Mark Twain hat einmal gesagt: „Wer eine neue Idee hat, gilt als Spinner, bis die Idee Erfolg hat.“ Daran hat sich bis heute nicht viel geändert, wie zehn aktuelle Ideen für die digitale Zukunft zeigen.
Wenn es darum geht, die Dinge anders zu denken oder zu machen, sind die Möglichkeiten eigentlich grenzenlos. Eigentlich. Denn wirklich neue Ideen haben es oft schwer, sich durchzusetzen. Sie irritieren, werden belächelt oder eben als Spinnerei abgetan. Das gilt im Kleinen wie im Großen. Und natürlich ist nicht jede Idee von Erfolg gekrönt. Man sagt, dass ca. 90 Prozent aller Start-ups scheitern. Das heißt aber im Umkehrschluss, das 10 Prozent funktionieren.

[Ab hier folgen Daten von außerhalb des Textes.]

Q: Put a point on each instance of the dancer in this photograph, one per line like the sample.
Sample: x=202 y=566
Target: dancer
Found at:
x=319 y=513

Wenn also jemand seine Idee – aller Skeptiker zum Trotz – konsequent verfolgt, kann er damit was Großes schaffen. Vieles was gestern noch undenkbar erschien, ist heute fest etabliert: Das Internet nutzen inzwischen 3,7 Milliarden Menschen, die Hälfte der Weltbevölkerung. Moderne Smartphones haben mehr Rechenleistung als der NASA-Computer während der Mondlandung. Cloud-Technologie erlaubt uns den Zugriff auf Millionen von Songs.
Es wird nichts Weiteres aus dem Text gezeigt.